There are exceptions, of course. Trolling and brutish criticism aren’t constructive and deserve to be ignored. Feedback is also a two-way street: a culture of trust and assumed positive intent are essential for maintaining the high standards and healthy tension needed for collaboration. That’s exactly where you want to be; a little friction is the only way to make sparks fly.

Receiving feedback gracefully is still a hard thing to do, and its importance is somewhat of a truism. But, that doesn’t make the idea any less important—great creative work is contingent on a willingness to be judged.

6. Follow fixed deadlines with a flexible scope

Illustration of someone's calendar that is filled with meeting bookings, with one short slot of time highlighted that says "Actual work."

Work expands to fill the time allotted. Fight back by prioritizing your time and following fixed deadlines.

Disappointment is always a matter of expectations. The wider the gap between “what I expected” and “what I received,” the more disappointment we feel.

If the output you’re most known for—let’s call it your signature work—is high-effort, high-impact, following a schedule that dictates “one of these every week” could lead to the wrong kind of compromise. That’s why I prefer Jason Fried’s approach of setting a fixed deadline with a flexible scope. Deadlines that remain firm create a forcing function where the scope has to adjust instead.

What I always like to add is that an end user’s expectations can be adjusted based on how you package things. Audiences find satisfaction in different ways for different formats, and quality comes in many shapes and sizes. The level of polish you apply is a strategic choice and should fit the scope of the product.

As an example, in the world of editorial, it would be unreasonable (and undesirable) for every piece to be a feature story. Longform takes time and is often equally exhausting to consume.

There’s a reason why everyone claims to love documentaries but spends most of their TV time rewatching Seinfeld. And so well-made editorial products deploy shorter—but still high-quality—columns and formats to break up the monotony and add variety. The crossword puzzle helps sell the newspaper, too.
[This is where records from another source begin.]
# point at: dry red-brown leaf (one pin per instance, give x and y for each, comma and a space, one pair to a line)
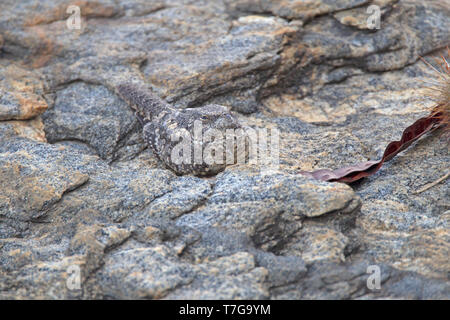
365, 169
439, 116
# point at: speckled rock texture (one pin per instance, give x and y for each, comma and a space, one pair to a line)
80, 190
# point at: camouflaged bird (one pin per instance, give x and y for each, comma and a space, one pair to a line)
163, 125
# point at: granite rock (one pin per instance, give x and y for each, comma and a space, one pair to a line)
88, 212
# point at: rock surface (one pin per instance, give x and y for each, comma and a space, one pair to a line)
81, 195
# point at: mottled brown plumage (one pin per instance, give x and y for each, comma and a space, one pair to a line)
162, 123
As obvious as this idea may seem, I know too many talented people who have created unnecessary stress for themselves by tying their identity to the single format or style they initially became known for. If your signature work demands a certain amount of time, find another outlet with a smaller scope and let your audience know that it is indeed different. That way, you can commit to the most important part of the creative process: shipping things consistently.